The Steve Ditko Omnibus Volume 1 featuring Shade the Changing Man: all stories plotted and illustrated by Steve Ditko with additional writing by a cast of thousands (Collected 2010); The Steve Ditko Omnibus Volume 2 featuring Hawk and Dove: all stories plotted and illustrated by Steve Ditko with additional writing by a cast of thousands (Collected 2010):
Writer-artist Steve Ditko's quixotic nature was only amplified by the cruddy state of mainstream comic books for the people who actually created characters for the companies. His two most notable co-creations for Marvel Comics were Spider-man and Dr. Strange, though he also did character-defining work on Iron Man and the Hulk. Tired of Stan Lee's scripting and editing choices, Ditko left Marvel for more than a decade in the late 1960's. For the last 15 years, he's pretty much done his own, self-published thing, with very occasional short work for DC. He's famously reclusive.

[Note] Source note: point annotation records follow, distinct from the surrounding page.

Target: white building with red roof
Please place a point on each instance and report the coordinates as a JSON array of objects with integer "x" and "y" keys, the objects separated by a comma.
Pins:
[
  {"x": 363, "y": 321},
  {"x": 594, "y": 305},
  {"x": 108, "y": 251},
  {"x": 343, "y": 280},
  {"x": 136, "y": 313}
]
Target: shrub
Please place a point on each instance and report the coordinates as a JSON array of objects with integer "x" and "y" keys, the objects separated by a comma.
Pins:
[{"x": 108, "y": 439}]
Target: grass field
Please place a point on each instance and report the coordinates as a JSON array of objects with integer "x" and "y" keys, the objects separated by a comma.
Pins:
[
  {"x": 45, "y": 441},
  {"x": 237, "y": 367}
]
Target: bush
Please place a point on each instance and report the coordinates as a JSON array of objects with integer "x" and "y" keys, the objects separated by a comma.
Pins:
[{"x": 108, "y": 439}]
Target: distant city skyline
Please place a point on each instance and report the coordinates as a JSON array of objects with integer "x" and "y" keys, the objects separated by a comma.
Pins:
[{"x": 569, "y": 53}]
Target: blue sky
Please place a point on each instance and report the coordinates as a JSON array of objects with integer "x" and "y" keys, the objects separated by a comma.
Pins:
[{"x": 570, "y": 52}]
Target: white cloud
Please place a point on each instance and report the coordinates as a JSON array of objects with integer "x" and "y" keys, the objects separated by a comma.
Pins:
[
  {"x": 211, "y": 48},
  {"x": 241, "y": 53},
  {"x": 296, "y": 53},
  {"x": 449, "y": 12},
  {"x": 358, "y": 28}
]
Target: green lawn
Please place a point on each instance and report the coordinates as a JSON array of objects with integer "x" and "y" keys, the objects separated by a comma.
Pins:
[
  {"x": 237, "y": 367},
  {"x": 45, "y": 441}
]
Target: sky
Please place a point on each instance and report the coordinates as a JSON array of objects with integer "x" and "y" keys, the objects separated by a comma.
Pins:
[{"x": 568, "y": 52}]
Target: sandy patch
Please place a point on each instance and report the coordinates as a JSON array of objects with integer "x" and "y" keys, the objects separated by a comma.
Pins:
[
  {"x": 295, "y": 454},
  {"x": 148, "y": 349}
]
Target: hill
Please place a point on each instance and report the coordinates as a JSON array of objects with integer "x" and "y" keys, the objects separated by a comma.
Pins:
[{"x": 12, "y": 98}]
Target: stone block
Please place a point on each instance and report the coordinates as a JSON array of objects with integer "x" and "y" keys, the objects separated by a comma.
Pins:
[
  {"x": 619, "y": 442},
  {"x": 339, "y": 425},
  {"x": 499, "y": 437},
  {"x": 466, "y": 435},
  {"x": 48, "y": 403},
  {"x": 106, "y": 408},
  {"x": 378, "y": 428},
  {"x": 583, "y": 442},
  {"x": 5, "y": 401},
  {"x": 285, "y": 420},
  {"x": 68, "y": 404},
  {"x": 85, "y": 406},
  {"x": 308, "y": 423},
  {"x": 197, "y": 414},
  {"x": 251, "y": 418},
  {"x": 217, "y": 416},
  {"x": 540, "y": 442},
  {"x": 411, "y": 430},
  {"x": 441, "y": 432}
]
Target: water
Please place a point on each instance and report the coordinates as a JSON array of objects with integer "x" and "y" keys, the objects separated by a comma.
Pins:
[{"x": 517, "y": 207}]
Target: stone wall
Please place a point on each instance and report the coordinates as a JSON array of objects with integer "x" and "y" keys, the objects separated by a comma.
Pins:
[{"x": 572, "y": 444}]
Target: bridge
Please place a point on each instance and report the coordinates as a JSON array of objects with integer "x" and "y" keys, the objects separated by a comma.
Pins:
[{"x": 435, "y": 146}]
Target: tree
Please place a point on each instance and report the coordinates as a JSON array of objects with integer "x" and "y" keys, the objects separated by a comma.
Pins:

Prior to his fame-creating Marvel superhero work, Ditko did thousands of pages of horror and monster work for many companies, honing his skills until he'd pretty much reached his impressive peak in the 1960's at Marvel and on B&W horror stories for Warren, and superhero work for DC and Charlton in the late 1960's.
These two omnibuses collect all of Ditko's output for DC other than his work on The Creeper in the 1960's and 1970's. In total, the collection spans several decades, offering the great, the good, and the very occasional indifferent sides of Ditko. He plotted many of the stories here (though not all), wrote a few, and either fully illustrated or pencilled the rest. It's a really great, broad look at one of the most important, influential, and fascinating American comic-book creators.
Ditko's unique ability to depict ordinary looking people in fantastical environments was at its best in Dr. Strange, but the Shade stories reprinted here are a very, very close second. They're utterly bizarre and engaging, and Ditko finds in dialogue-writer Michael Fleisher a kindred spirit when it comes to odd dialogue and description. Many of the pieces fully scripted by others take advantage of Ditko's strengths as well.
The pieces penciled but not inked by Ditko offer a fascinating look at how different artists approached Ditko's art. Romeo Tanghal, an excellent inker of George Perez on New Teen Titans in the 1980's, does a really solid job on the Starman adventures reprinted herein. The masterful Wally Wood doesn't always completely work on the four issues of Stalker he and Ditko did together, sometimes overpowering Ditko's distinctive faces, but it's still worth looking at.
There are a few duds in the inking department, but they're few and far between. And while Ditko's Legion of Super-heroes stories aren't an artistic high-point for him, they do accomplish something that a lot of artists on LSH failed at: they make the characters look like teen-agers.
The peaks collected here are really high, and the valleys (mostly horror shorts) still offer some of that Ditko magic. One also gets the only time Ditko drew Batman in a comic-book story (albeit as a guest-star in the first issue of the short-lived Manbat series), and Ditko's crouching, weirdly endearing take on Jack Kirby's Demon. Highly recommended.